Lara Uselding
Public Affairs Officer, Region IV
The NRC will hold a public meeting March 27 to discuss the status of the
Fort Calhoun nuclear plant,
located 19 miles north of Omaha. As many know, the plant has been shut
down since April 9, 2011, for a refueling outage. The outage was
extended due to historic flooding along the Missouri River followed by
an electrical fire that led to an “Alert” declaration and further
restart complications.
We’d like to bring readers up to speed on where we are since January’s
blog update and share four new updates.
First, the NRC recently revised the
Confirmatory Action Letter (CAL)
we originally issued in June 2012, outlining actions Omaha Public Power
District (OPPD) had agreed to do before restarting the plant. The
revisions added three categories to the restart checklist – OPPD will
address containment internal structure issues, the use of Teflon seals
on electrical cables passing through containment, and several event
reports involving recently identified equipment problems.
This
was followed by an update to the detailed 450+ action item list known
as the basis document to reflect the three new CAL categories.
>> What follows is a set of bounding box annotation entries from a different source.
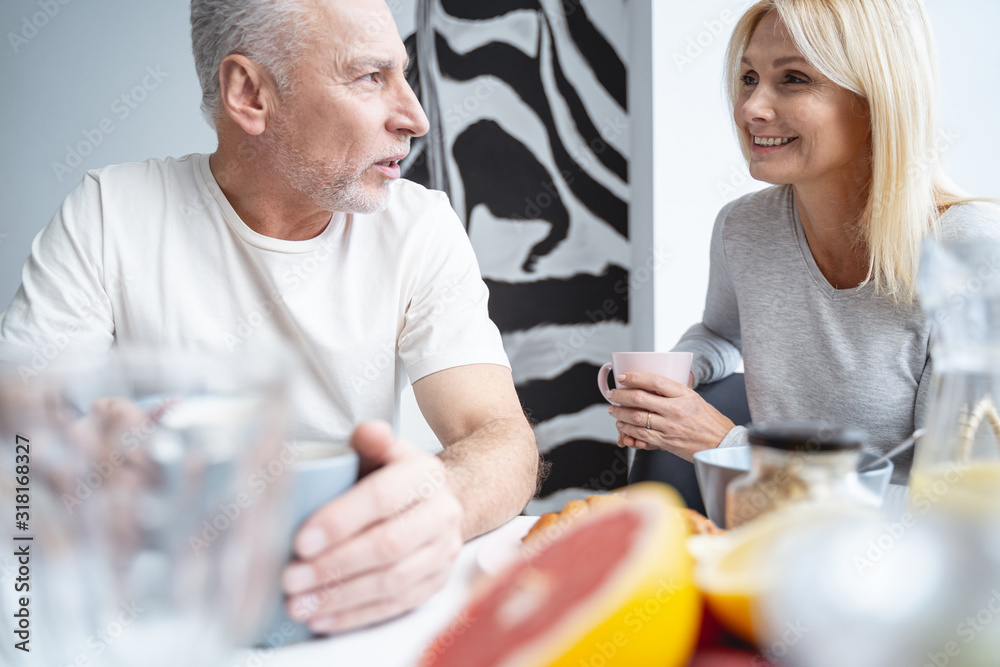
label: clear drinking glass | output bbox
[910,240,1000,517]
[0,350,286,667]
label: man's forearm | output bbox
[439,418,538,540]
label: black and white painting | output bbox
[390,0,631,512]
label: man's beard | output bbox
[271,116,409,214]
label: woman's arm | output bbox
[674,203,743,387]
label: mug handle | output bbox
[597,364,621,407]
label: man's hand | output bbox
[282,422,462,634]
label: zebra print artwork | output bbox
[390,0,631,513]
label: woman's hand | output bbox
[608,373,735,461]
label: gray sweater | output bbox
[674,186,1000,484]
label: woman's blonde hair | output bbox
[726,0,968,303]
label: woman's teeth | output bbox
[753,137,796,146]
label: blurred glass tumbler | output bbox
[597,352,694,405]
[0,349,288,667]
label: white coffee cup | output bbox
[597,352,694,405]
[265,441,358,644]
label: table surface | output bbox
[248,487,908,667]
[258,516,538,667]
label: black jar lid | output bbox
[750,421,866,452]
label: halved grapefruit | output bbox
[420,483,701,667]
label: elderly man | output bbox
[0,0,537,633]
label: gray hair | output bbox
[191,0,316,127]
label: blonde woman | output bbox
[611,0,1000,484]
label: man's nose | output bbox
[388,80,430,137]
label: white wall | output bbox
[648,0,1000,350]
[0,0,216,308]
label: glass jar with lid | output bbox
[726,422,880,528]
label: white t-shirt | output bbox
[0,154,509,439]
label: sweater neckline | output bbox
[786,185,874,299]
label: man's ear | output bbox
[219,53,277,135]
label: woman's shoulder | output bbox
[938,200,1000,241]
[719,185,793,228]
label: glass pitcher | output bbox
[910,239,1000,515]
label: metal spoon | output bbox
[858,428,927,473]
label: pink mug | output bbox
[597,352,694,405]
After
conducting independent verification of OPPD’s work, the NRC has closed
more than 100 items on the basis document list, although none of the 18
restart checklist categories have been closed.
The
third update is that a 15-member NRC inspection team led by a veteran
Senior Resident Inspector Greg Warnick, stationed at another plant, has
been on site conducting a thorough inspection and independent
verification of Fort Calhoun’s current safety status. The team
inspection will provide the NRC a real sense on how much progress OPPD
has made in preparing plant systems, structures, components, people and
processes for restart. The inspectors are using the basis document’s
450+ items as their guide.
Fourth, an
inspection report issued
yesterday, lists two NRC-identified issues, including a failure by OPPD
to get NRC approval before making changes to the plant’s flood
protection strategy. Inspectors also identified that OPPD failed to
address a 2012 violation involving six sluice gates and motors that
control the flow of water from the Missouri River into the plant’s
cooling system. By not following the process to classify these sluice
gates as safety related, the intake structure may not properly protect
the cooling water system and pumps during a flood.
The public is encouraged to join us in Omaha for the
meeting where the NRC staff will be available to answer questions about these topics.